The experiments conducted demonstrate compelling results across several benchmarks:

• Image Classification: Imagen and Stable Diffusion show comparable accuracy to CLIP on various datasets, with especially strong performance observed in lower resolution datasets and tasks requiring text recognition.
• Robustness to Conflicting Cues: Both Imagen and Stable Diffusion outperform contemporary models like CLIP and ViT-22B in handling images with conflicting texture and shape cues, as analyzed using the Cue-Conflict dataset.

  Figure 2: Example predictions from Imagen when denoising the same image with different text prompts. Each set of images shows the original, noised, and denoised images for the two classes. The top two rows use ImageNet images and the bottom row uses Cue-Conflict.

Analysis of Results

Limitations and Computational Challenges

While diffusion models were competitive, their use as classifiers remains impractical for large-scale deployment due to computational demands.
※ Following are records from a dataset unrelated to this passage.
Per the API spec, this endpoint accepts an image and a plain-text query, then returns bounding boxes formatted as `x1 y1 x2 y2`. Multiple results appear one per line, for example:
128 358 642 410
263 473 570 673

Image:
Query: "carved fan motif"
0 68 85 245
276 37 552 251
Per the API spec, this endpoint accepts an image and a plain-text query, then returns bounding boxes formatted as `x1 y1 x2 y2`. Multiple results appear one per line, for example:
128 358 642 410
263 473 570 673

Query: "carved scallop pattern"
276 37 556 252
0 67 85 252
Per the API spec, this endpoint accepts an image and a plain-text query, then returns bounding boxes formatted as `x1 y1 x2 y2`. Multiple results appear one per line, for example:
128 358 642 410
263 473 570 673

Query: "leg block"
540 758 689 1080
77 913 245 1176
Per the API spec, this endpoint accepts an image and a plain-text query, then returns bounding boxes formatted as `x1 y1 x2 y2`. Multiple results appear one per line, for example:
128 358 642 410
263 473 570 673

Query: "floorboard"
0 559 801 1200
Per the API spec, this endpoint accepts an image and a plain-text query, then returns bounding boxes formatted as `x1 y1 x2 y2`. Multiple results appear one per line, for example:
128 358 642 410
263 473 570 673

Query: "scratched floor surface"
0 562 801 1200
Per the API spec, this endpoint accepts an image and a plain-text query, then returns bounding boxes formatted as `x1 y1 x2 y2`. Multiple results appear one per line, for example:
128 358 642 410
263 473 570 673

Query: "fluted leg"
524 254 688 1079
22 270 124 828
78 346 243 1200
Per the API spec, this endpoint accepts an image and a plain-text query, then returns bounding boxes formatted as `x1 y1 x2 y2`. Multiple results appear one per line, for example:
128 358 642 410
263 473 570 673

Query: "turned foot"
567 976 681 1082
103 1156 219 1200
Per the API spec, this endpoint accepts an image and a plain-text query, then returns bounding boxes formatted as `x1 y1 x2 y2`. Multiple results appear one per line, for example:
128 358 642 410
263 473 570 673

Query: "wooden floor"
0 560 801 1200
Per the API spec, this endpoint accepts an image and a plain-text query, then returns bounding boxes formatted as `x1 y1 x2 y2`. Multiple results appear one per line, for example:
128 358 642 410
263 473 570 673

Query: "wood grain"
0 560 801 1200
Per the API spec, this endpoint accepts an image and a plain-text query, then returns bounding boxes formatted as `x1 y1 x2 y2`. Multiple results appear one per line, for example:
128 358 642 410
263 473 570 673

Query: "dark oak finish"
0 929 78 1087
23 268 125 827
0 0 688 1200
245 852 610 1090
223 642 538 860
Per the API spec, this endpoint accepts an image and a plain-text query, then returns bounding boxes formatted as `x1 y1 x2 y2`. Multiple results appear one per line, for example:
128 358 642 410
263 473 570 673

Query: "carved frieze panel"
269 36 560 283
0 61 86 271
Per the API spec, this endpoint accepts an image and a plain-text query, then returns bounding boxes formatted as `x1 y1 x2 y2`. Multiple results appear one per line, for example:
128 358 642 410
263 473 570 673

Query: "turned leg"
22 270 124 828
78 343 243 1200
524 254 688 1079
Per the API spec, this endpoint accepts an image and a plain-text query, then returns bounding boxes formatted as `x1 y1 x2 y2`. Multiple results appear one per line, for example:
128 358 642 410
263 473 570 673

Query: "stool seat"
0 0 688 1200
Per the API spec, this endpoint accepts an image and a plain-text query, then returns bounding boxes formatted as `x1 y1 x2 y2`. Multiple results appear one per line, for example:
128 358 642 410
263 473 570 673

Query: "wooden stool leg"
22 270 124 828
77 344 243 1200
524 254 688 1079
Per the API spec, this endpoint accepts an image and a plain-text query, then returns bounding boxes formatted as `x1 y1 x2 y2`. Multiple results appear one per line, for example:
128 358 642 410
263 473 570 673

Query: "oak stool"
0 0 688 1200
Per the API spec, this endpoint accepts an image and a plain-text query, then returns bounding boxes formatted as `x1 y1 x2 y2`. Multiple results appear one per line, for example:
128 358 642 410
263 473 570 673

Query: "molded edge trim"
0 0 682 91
Significant resources are needed to denoise multiple samples per class, requiring efficiency strategies such as shared noise and adaptive class pruning.

Attribute Binding and Compositional Generalization

The evaluation of attribute binding tasks using synthetic datasets highlights an area where diffusion models excel compared to contrastive methods like CLIP. Their ability to bind attributes, demonstrated in tasks that require compositional generalization, suggests advantages inherent in the way generative models integrate multiple concepts.

Figure 3: Examples of the synthetic-data attribute binding tasks. We explored more sophisticated prompts than in the figure (e.g., ``A blender rendering of two objects, one of which is a yellow sphere."), but they didn't substantially change results.

Conclusion and Future Directions

Text-to-image diffusion models show promise beyond image generation, particularly in zero-shot classification. Their competitive performance with established models and robustness to texture-shape conflicts suggest untapped potential in generative pre-training for vision tasks. However, practical deployment necessitates addressing computational inefficiencies. Future work could explore fine-tuning diffusion models for specific tasks, scaling laws comparisons, and further evaluation on diverse manipulations to fully understand their capabilities in compositional tasks.